"Key Nell" (Skam, 1996), besides being the most celebrated EP by the entity Gescom, is also the one where the Autechre touch is clearer than elsewhere, so much so that it was released, in the promo edition, under the name Autechre. In this EP, the award-winning duo Booth & Brown showcases both the hip hop influences typical of their late '90s work and the electro wanderings that appeared several times in this side project (which, we recall, involves them alongside other, more or less hidden, minds from the historic overseas label).

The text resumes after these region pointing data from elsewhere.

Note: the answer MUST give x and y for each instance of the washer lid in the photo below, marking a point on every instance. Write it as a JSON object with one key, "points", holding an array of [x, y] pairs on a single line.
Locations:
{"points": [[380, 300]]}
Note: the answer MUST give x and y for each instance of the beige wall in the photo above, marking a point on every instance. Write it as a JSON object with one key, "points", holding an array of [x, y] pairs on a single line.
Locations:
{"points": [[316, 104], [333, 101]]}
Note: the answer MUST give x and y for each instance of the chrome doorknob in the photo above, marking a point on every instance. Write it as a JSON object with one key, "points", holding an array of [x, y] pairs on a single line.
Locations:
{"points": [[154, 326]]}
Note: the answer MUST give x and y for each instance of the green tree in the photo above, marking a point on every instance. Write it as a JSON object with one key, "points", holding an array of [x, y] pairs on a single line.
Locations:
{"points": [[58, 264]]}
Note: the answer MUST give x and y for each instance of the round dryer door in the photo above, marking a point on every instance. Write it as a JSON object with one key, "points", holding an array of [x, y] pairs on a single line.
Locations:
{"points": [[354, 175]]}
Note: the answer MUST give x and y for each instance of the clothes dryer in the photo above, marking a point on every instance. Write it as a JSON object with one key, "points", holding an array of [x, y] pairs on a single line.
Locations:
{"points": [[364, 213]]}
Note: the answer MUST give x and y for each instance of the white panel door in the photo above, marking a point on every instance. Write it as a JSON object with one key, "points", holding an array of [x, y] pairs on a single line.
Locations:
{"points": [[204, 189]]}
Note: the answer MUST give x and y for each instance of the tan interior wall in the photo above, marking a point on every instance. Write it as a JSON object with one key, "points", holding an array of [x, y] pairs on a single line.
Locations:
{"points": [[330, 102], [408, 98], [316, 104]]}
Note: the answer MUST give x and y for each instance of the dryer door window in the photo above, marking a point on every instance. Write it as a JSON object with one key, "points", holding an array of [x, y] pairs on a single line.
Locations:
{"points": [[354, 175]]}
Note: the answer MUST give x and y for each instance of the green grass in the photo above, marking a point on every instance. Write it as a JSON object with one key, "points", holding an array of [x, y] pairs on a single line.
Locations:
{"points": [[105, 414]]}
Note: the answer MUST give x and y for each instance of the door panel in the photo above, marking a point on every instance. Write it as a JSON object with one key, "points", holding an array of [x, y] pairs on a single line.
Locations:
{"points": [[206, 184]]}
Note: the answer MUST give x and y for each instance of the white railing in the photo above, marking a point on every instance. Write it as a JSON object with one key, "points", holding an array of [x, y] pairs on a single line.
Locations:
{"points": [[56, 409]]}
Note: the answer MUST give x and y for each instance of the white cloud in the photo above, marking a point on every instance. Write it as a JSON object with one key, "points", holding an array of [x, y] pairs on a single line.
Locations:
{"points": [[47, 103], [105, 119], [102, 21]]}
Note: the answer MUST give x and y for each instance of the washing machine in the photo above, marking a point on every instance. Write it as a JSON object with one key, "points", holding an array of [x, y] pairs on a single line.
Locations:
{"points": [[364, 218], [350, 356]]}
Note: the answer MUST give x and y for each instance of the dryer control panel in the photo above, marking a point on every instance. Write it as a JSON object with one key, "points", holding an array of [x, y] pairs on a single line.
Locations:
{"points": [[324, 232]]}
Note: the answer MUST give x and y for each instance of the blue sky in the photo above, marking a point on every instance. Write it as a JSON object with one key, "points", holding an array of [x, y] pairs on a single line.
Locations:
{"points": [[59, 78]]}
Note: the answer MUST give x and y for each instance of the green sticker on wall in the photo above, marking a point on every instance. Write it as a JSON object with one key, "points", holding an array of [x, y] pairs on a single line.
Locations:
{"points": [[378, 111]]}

"Key Nell 1" is an immediate stroke of genius: through a synth emulating the sound and timbre of a jazz double bass, and electronic percussion that acts as the (counter)part of ride and cymbals, it opens up to a track that, as soon as the powerful beat enters, takes on a decidedly more inhuman dimension, with skewed and fractured counter-rhythms in the style of "LP5", while maintaining an underlying linearity - on the jazz parts - generating obsessive and engaging grooves; once the rhythm is constructed, cinematic strings and segmented vocals appear, embellishing a groove that is now more fluid and rounded, in a display of technique and ideas that greatly influenced Autechre during the 97/2005 period, which in my opinion remains their creative peak.
"Key Nell 2" and "Key Nell 3" maintain the same style, barely moving in a swamp of sharp and muddy sounds crossed by distant and alien melodic sections, with rarefied organic textures that take us back directly to the ever-cited "Amber" (its ghost is sighted time and again in Gescom's work), and more precisely to the legendary "Silverside", from which the typical fragmented and defragmented vocal samples are also borrowed, constructing mentalism and technicalities that, in mixing hip hop influences, industrial mechanisms, rhythmic experimentation, and ambient sounds, make this one-two an authentic manifesto of mid-nineties Autechre. "Key Nell 4", on the other hand, recalls "Chichi" (which later appeared on "Chiastic Slide"), and seems like a primordial version of it, presenting the same sounds, just as the atmosphere changes unexpectedly from playful and cheerful to nostalgic and disenchanted, a borderline personality that leaves to more arithmetically irregular fractals and thicker beats than ever the task of keeping the track steadily in a precise direction, that of rhythmic experimentation.
Perfectly balanced between melody, rhythm, and experimentation "Key Nell" is what one would call a perfect release.